EFAMA today published the main results of its second survey on the degree of penetration of cross-border UCITS in Europe, Asia and other parts of the world. Twenty-two fund groups with combined assets of EUR 472 billion invested in international UCITS participated in the survey. The following figures summarise the key findings of the survey:
• The global financial crisis had a severe impact on net sales of cross-border UCITS in Europe and Asia in 2008. Total net outflows sourced in Europe and Asia reached EUR 20.8 billion and EUR 11.8 billion in 2008, respectively. Net sales remained positive in Latin America and the Middle East in 2008, albeit at low levels.

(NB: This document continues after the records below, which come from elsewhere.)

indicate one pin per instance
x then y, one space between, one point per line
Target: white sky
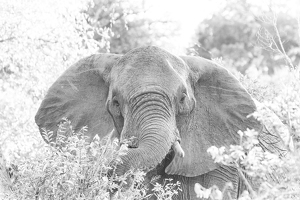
190 13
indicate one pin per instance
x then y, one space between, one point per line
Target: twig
280 41
7 39
252 193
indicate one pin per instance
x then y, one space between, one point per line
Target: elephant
175 108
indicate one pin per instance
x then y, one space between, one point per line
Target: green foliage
125 25
245 36
276 177
79 170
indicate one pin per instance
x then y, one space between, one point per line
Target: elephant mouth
174 150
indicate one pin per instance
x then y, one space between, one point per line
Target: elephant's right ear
221 110
80 96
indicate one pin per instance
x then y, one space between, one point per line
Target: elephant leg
218 177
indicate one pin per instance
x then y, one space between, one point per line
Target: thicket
33 55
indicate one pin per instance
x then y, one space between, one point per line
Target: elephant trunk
155 131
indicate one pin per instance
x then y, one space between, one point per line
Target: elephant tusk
178 149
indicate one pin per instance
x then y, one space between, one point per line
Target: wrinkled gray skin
175 107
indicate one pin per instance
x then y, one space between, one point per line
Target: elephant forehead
144 75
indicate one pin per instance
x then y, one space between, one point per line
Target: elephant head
163 101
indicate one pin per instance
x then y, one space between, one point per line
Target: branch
7 39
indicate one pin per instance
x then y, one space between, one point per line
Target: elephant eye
116 103
183 98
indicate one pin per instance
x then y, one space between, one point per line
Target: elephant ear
80 96
221 110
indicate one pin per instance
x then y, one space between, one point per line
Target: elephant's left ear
222 109
80 95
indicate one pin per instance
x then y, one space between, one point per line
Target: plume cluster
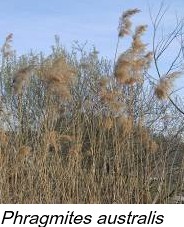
132 63
125 23
7 48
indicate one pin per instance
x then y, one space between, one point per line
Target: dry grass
78 133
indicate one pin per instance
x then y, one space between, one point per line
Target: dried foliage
76 130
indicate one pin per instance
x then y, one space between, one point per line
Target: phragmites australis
131 64
137 45
20 77
125 23
165 84
6 48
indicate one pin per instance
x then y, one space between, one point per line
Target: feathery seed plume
125 23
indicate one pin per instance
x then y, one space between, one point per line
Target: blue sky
35 22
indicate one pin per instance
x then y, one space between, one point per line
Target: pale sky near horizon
35 22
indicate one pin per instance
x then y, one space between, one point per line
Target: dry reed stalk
67 138
3 138
60 77
23 152
20 77
108 123
6 48
125 23
137 45
125 124
165 84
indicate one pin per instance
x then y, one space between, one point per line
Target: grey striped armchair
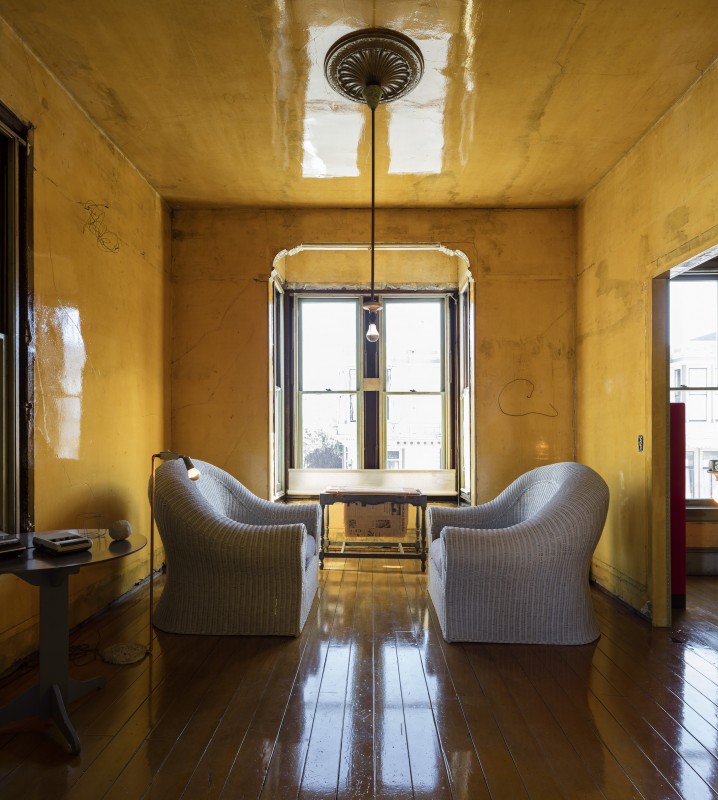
516 569
236 564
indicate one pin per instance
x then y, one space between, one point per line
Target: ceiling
523 103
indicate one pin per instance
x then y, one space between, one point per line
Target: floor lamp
192 473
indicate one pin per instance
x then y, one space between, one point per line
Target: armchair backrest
545 489
226 494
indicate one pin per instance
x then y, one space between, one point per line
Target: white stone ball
120 530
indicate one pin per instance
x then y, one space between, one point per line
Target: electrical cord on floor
81 654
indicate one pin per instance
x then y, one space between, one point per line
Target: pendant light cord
372 204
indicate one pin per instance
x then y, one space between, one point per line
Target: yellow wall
101 239
523 263
656 208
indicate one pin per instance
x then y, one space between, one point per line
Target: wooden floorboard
371 702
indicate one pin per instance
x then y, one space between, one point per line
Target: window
414 383
15 327
327 407
363 405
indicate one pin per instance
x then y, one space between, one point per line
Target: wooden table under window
373 548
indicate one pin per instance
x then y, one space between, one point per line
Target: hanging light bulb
372 95
373 66
372 332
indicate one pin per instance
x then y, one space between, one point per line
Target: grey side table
49 698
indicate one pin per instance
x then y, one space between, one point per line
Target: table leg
321 540
423 539
49 697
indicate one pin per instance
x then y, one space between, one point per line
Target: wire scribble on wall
513 394
95 223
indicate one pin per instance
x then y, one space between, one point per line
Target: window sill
436 483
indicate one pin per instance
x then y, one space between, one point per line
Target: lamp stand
132 652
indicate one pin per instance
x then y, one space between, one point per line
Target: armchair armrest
487 515
275 514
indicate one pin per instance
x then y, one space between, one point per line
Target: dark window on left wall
16 329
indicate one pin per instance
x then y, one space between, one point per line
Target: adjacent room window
362 405
694 374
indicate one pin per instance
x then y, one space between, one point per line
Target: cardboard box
378 521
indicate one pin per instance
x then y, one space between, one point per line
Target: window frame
372 366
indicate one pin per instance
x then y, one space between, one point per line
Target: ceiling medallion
374 56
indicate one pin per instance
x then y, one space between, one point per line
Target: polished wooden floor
371 702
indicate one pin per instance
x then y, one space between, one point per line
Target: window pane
413 345
414 432
701 442
329 431
694 319
328 344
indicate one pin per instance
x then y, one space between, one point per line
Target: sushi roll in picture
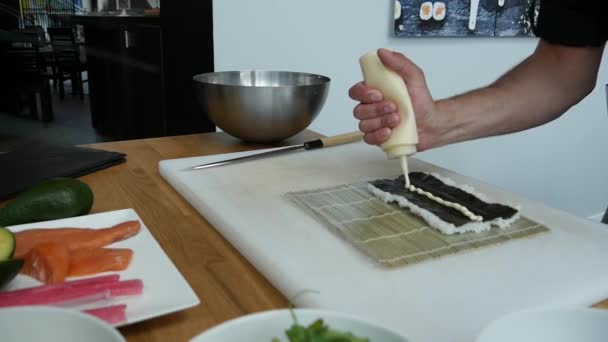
426 10
438 11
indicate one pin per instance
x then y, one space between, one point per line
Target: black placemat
31 163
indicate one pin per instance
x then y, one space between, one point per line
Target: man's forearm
536 91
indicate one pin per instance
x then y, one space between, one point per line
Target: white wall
328 36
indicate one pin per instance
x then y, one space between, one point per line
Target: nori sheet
429 183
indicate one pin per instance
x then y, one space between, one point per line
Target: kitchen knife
473 14
341 139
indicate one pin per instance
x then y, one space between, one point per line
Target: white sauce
466 212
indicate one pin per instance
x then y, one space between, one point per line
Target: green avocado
49 200
9 270
7 244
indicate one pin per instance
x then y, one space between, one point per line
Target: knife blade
335 140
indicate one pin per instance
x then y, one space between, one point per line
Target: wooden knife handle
341 139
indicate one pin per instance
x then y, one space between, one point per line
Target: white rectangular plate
165 289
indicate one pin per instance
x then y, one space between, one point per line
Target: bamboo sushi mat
393 236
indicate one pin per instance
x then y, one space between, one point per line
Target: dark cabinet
140 73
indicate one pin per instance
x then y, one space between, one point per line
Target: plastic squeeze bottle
404 137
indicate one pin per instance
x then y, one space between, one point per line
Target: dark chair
24 73
68 63
605 218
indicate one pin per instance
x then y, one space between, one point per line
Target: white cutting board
448 299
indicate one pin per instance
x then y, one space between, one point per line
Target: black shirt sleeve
573 22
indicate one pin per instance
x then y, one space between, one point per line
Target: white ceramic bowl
48 324
555 325
264 326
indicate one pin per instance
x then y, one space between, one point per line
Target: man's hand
378 116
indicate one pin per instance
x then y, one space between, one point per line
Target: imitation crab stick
74 238
63 295
110 314
71 284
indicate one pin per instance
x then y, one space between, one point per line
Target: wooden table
226 283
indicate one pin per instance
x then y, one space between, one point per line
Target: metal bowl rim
324 79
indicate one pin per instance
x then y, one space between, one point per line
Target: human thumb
408 70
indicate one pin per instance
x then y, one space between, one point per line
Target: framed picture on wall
465 18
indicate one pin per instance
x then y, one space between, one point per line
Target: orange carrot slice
47 262
74 238
91 261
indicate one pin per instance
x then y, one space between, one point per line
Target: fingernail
389 108
375 96
392 119
384 132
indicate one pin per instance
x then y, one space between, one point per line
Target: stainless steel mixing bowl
261 106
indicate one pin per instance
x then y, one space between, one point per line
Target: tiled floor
71 125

• The turnaround in the net sales in Asia occurred in the second half of 2008, when it became clear that the world economy was stepping into a global recession of dramatic proportions following the bankruptcy of Lehman Brothers. These developments affected the savings market in Asia in two different ways:
o Losses on Lehman-linked “minibonds” and structured notes triggered a crisis of confidence among Asian investors, primarily benefiting investment in cash reserves.

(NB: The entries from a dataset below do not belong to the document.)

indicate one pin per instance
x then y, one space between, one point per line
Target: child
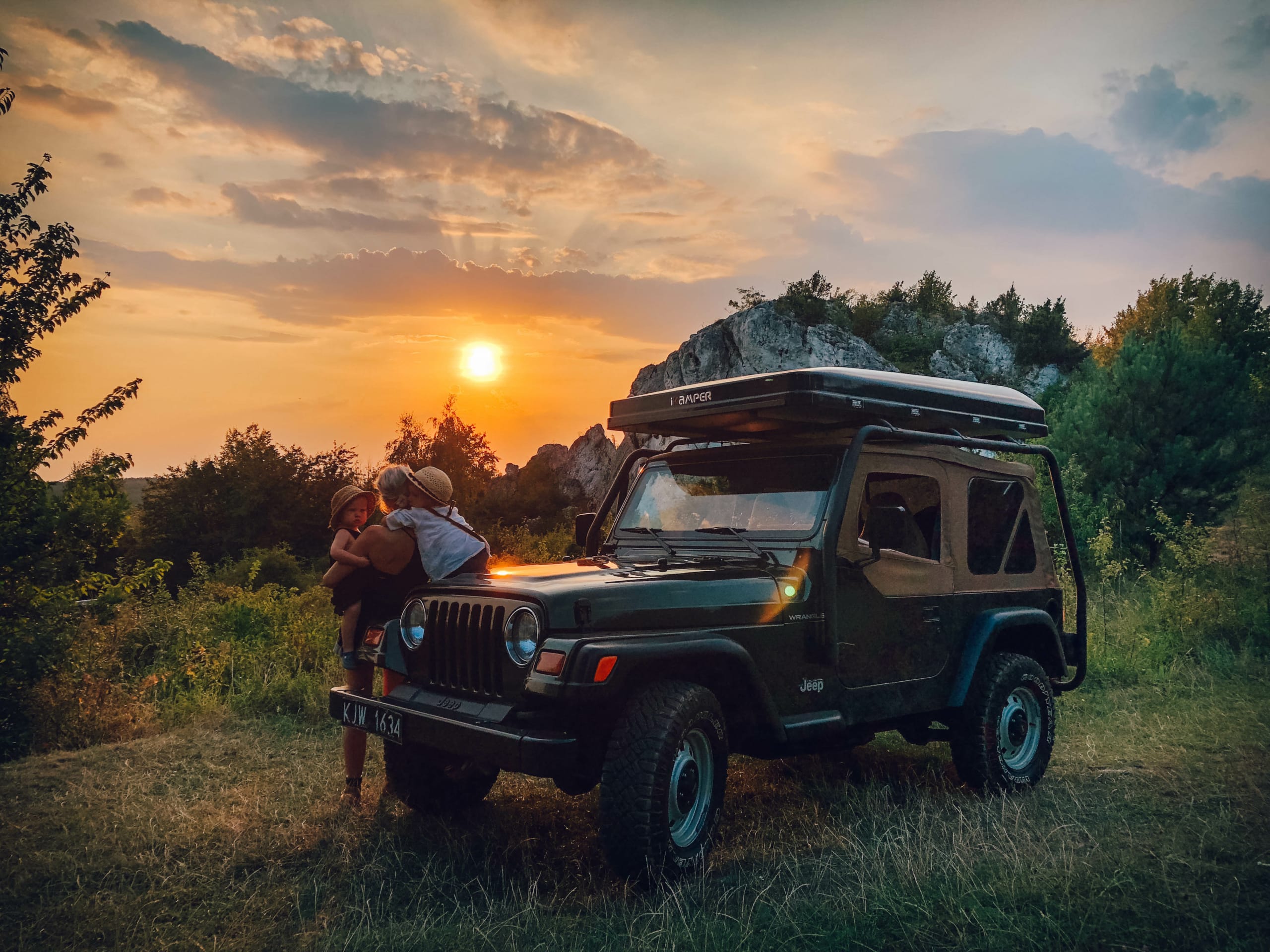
350 509
447 545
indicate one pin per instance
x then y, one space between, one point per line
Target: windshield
769 494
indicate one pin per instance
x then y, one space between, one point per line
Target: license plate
374 720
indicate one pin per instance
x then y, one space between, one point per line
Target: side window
995 515
919 497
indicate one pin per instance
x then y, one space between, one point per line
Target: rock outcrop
976 352
758 341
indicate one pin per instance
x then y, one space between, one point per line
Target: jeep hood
639 598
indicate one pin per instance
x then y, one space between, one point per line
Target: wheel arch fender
1026 631
714 662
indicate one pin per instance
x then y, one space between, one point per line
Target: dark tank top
355 535
385 595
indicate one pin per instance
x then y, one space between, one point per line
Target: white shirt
444 547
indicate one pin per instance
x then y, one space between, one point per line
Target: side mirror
582 526
886 529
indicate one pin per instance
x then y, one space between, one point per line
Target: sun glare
482 362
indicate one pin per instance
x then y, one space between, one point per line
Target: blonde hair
393 484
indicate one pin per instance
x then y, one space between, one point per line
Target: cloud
504 146
530 31
252 209
574 258
956 183
74 105
1251 42
255 207
348 289
1160 119
153 194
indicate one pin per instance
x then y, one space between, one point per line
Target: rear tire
663 781
434 782
1005 731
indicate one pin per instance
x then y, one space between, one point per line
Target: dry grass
1150 832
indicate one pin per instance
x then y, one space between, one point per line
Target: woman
398 572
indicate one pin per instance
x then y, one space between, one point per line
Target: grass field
1151 831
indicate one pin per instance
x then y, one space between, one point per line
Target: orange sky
309 209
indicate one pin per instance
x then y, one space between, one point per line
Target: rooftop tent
788 403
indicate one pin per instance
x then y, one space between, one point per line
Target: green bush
158 659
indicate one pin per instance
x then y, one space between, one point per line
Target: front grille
464 648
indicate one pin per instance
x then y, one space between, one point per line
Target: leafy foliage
1207 309
253 494
1165 424
51 551
455 447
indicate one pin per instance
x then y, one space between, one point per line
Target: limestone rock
980 351
591 463
943 366
902 321
1042 379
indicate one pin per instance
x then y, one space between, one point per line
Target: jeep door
889 612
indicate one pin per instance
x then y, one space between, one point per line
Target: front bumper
469 731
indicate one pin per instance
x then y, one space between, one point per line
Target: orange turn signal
605 668
550 663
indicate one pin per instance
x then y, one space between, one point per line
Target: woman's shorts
352 590
477 565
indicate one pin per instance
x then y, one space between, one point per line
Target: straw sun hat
345 495
435 483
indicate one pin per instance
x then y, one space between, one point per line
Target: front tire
1005 733
435 782
663 781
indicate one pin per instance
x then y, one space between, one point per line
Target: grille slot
464 647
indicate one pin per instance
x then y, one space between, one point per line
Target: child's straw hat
435 483
343 497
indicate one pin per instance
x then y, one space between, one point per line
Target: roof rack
828 399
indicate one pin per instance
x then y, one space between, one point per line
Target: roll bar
1001 446
846 476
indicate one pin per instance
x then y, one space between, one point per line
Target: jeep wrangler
808 559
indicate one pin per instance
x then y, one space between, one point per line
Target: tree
931 296
747 298
456 448
1166 423
44 550
1006 311
1207 309
253 494
815 301
1044 337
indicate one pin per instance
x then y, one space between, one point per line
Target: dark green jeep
817 556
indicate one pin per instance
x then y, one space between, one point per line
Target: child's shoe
352 795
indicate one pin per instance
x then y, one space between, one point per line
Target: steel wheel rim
691 787
1019 729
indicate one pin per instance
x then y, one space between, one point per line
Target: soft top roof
822 399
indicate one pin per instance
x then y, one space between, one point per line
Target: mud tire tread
417 776
973 739
633 827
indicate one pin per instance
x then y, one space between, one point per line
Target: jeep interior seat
913 542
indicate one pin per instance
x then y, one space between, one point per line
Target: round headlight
521 635
414 624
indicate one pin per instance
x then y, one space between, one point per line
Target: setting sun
482 362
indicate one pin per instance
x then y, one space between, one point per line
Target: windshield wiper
657 538
751 546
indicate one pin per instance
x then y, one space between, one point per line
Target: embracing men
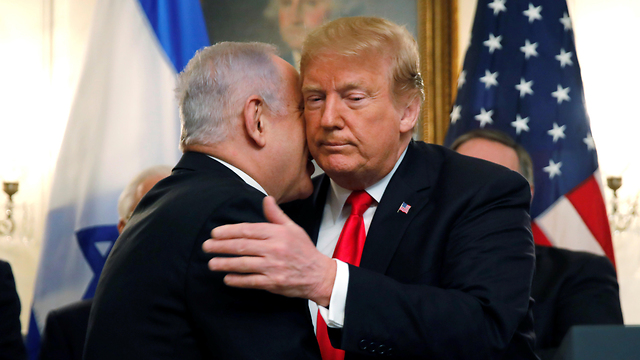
442 241
434 253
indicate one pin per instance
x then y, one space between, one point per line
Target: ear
121 224
255 120
410 115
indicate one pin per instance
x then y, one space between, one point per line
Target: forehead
342 70
491 151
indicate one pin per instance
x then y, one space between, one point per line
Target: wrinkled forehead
335 62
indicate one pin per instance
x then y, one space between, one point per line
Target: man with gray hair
569 287
242 138
66 327
420 253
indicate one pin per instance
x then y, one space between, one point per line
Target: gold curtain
438 40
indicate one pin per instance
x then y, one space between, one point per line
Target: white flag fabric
124 118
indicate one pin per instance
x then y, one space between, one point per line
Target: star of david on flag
521 76
124 118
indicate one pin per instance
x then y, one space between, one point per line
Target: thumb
273 213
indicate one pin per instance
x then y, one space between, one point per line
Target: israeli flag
124 118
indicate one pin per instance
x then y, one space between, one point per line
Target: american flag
521 76
404 208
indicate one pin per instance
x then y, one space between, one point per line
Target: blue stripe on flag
121 121
87 240
186 15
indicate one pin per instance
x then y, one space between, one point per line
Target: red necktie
349 250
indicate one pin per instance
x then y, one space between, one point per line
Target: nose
331 117
296 11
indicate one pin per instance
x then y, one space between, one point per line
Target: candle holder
618 219
8 224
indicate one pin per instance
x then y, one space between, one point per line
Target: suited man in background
66 327
11 344
447 260
569 287
242 138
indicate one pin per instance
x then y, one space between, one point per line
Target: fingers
273 213
241 265
241 247
258 231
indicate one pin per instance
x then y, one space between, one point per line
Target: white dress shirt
334 217
243 175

o The worsening of the economic crisis in advanced economies led to a sharp deterioration in the growth prospects in Asia, caused by falling export demand. This development, together with the massive losses recorded on worldwide stock markets, caused a further decline in investor demand for UCITS.
• Looking forward, 66% of survey participants expect a recovery of net sales of UCITS in Europe in 2009 and 50% expect a similar recovery in Asia this year. The positive sentiment regarding the perspectives for 2009 is confirmed by the figures for cumulated net inflows into UCITS in January and February, which totalled EUR 30 billion, compared to net outflows of EUR 15 billion in November and December 2008 and EUR 145 billion in total in the fourth quarter of 2008. One rationale for fund managers’ expectations is the low interest rate levels that should convince investors to move back into UCITS to secure higher returns.

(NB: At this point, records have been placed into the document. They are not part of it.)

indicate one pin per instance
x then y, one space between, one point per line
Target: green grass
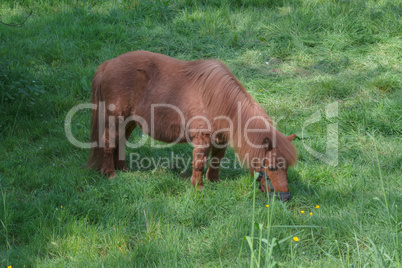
294 57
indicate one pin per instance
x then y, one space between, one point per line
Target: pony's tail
96 152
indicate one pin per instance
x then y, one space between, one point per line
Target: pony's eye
272 168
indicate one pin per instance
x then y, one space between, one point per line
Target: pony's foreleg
119 154
213 170
201 144
109 139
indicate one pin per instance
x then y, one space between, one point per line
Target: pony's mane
222 93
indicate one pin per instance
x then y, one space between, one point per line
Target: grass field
296 58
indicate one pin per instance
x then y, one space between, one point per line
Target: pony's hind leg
119 153
201 142
109 139
213 170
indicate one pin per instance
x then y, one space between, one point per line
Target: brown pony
200 102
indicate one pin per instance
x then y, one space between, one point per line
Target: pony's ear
267 144
290 137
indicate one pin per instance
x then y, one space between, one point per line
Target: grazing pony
200 102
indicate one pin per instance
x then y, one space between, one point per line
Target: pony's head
273 169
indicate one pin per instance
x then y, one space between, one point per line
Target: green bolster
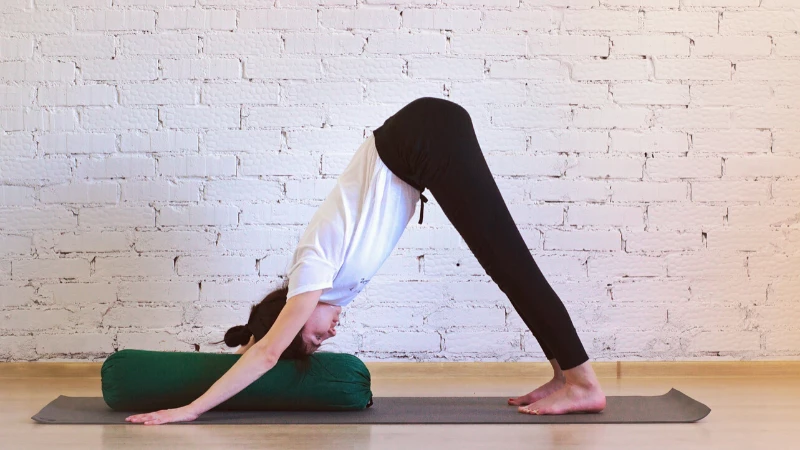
143 380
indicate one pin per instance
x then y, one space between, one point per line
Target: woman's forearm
250 367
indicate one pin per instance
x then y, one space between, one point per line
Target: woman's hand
183 414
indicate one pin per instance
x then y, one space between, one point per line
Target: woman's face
321 325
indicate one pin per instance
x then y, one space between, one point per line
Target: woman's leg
441 153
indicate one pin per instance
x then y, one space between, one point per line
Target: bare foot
570 398
539 393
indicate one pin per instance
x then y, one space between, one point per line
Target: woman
428 144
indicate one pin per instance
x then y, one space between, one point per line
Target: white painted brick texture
159 161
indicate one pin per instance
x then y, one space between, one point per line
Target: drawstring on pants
422 206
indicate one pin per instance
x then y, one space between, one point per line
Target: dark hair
262 316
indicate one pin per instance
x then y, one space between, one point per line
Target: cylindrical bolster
143 380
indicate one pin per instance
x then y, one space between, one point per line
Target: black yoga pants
431 143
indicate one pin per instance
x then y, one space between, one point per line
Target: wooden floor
747 413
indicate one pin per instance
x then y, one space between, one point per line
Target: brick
681 21
650 94
279 164
50 268
567 94
42 218
201 117
693 118
166 241
240 93
94 242
531 117
685 217
653 45
85 46
161 44
15 245
683 168
567 190
159 142
732 46
582 240
768 70
42 22
692 69
242 44
16 49
335 43
198 215
37 71
612 117
16 196
79 192
119 118
762 166
734 94
115 167
64 294
725 341
769 117
403 341
605 167
605 215
157 94
115 20
147 191
649 141
706 264
616 70
117 217
17 145
736 22
533 69
730 191
233 190
11 296
572 141
787 142
216 266
661 241
108 266
92 95
747 216
187 19
201 69
70 344
618 265
125 316
119 69
637 191
196 166
787 45
16 95
470 20
785 190
733 141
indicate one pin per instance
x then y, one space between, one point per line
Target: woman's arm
263 355
246 347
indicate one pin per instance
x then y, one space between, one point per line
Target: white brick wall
160 158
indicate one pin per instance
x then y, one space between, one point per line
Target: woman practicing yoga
428 144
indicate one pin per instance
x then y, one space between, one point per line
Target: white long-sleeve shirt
354 230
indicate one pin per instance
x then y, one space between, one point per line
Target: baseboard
618 369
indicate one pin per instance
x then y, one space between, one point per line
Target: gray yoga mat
672 407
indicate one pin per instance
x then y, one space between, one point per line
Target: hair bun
238 335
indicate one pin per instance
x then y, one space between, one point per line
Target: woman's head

• Third-party distribution providers, especially third-party global banks and local financial advisors/brokers, are key partners in the UCITS distribution landscape in all regions. This finding highlights the importance of understanding the consequences of the financial crisis for third-party distributors in order to (re)assess strategies for distribution of cross-border UCITS. In this context, participants consider that one of the strategies to cope with the financial crisis is to search for new distribution partners. This strategy is ranked between cost cuts and launch of new products.
• Economies across the world have been seriously affected by the financial crisis and the slump in economic activity. Against this background, the success of UCITS in Asia offered limited offset to the consequences of the recession in Europe. Notwithstanding current difficulties, the survey confirms that European UCITS managers remain confident in the continuing success of UCITS on the world stage.